Throughout the months of March and April, a fascinating Art Start project will be on display at the Oak Park Area Arts Council’s gallery at Village Hall, 123 Madison Street in Oak Park. Stop by and have a look!
Megan Leahy’s 2nd graders at Longfellow recently discovered they could make some pretty cool
art with everyday materials. As part of OPEF’s Art Start, students worked with Chicago artist
Karen Light to fashion their own masks using newspaper, masking tape, and . . . Vaseline.

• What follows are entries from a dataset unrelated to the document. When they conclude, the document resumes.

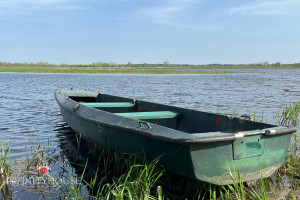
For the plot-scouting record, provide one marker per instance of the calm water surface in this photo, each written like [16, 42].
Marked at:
[28, 108]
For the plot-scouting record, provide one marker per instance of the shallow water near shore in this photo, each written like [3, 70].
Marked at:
[28, 108]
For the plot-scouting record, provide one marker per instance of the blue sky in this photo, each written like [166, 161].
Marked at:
[150, 31]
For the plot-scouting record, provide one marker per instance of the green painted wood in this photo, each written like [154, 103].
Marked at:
[108, 105]
[150, 115]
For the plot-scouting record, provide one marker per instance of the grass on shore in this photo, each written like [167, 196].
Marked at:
[123, 176]
[103, 71]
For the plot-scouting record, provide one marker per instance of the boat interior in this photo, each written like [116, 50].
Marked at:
[186, 120]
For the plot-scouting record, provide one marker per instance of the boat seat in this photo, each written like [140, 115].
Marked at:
[109, 104]
[150, 115]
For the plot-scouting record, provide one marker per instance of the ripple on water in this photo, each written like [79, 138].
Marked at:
[29, 109]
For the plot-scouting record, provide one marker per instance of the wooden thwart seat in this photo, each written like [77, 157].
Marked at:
[109, 104]
[150, 115]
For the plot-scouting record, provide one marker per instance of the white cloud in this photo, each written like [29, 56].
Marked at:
[175, 13]
[275, 7]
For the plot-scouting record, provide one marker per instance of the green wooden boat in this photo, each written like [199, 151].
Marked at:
[194, 144]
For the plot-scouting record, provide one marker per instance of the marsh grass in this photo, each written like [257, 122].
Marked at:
[105, 71]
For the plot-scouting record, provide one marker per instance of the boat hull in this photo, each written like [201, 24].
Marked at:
[216, 162]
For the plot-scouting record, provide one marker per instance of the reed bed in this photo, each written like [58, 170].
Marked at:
[117, 175]
[104, 71]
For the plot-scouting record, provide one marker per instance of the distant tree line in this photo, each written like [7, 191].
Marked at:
[131, 65]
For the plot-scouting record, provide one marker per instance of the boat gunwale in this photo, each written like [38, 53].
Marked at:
[188, 139]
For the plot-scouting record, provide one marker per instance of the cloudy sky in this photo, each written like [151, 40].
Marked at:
[150, 31]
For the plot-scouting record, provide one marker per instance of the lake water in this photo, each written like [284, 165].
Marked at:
[28, 108]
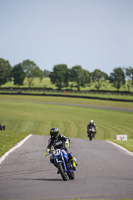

The students created the masks in conjunction with their social studies unit on traditions and
cultures. As 2nd grader Eleanor W. explained, “We have been learning about masks around the
world so now we are making our own,” adding that “Ms. Leahy wants us to have fun in social
Ms. Light began by showing the 2nd graders a slide presentation of various types of masks and
decorations. The class studied masks from different cultures such as Chinese and Mexican in
which “bright colors showed different things like happiness or evil,” said Lindsey R.
To make the masks, the students began with a ball of newspaper, about the size of a 2nd grader’s
head, then added divots for the eyes and a bump for the nose. Next, they covered that in masking
tape. They used water and art paste to layer on more strips of newspaper. Before wrapping the
masks in brown shipping paper–the layer that would be the actual mask–they rubbed it all over
with Vaseline, “so once it dries the mask will lift off,” Ms. Leahy explained.
Once the masks dried, they were removed from their moulds. Before the students set about
decorating the masks, however, they sketched out their plans. Then the students spent two
class sessions decorating and embellishing their masks. The final touch, Avery A. explained,
was “adding pipe cleaners that we could bend, so they would stick on our heads.” According to
Ms. Leahy, “Working with Art Start and Karen has given the students an opportunity to expand
their imaginations and work cooperatively together.”
To wrap up her time with the 2nd graders Ms. Light brought in a dance teaching artist, Margot
Toppen, to help the students develop their story into a dance. The inspiration for their dance
was the Native American dance called the Fancy dance or the Feather dance which is often
performed at pow wows. Wearing their masks, students embodied the characters that they
developed to tell a story through their own dance moves.
Ms. Light used to live and work in Oak Park and had a studio in the Oak Park Art District. Now
she is in Chicago. The focus of her art is on mixed-media, textural, and sculpturing art. For
instance, she says that when painting she likes to “make it pop out somehow.” She is also
interested in “incorporating writing into the arts.”
When asked at the end of the project about their experience, several students said working with
the Vaseline was their favorite step. They also enjoyed painting and decorating the masks. For
Jackson T., wearing a garbage bag so he didn’t get his clothes messy was one of the project’s
highlights–just another way Ms. Light introduced everyday materials into their creative process.
Avery A. added that he liked the project, but “it was hard because of all of the steps.” Even with
sometimes numerous and messy steps though, Ms. Leahy said her students “really enjoyed [Ms.
Light] and were completely engaged throughout the entire experience.”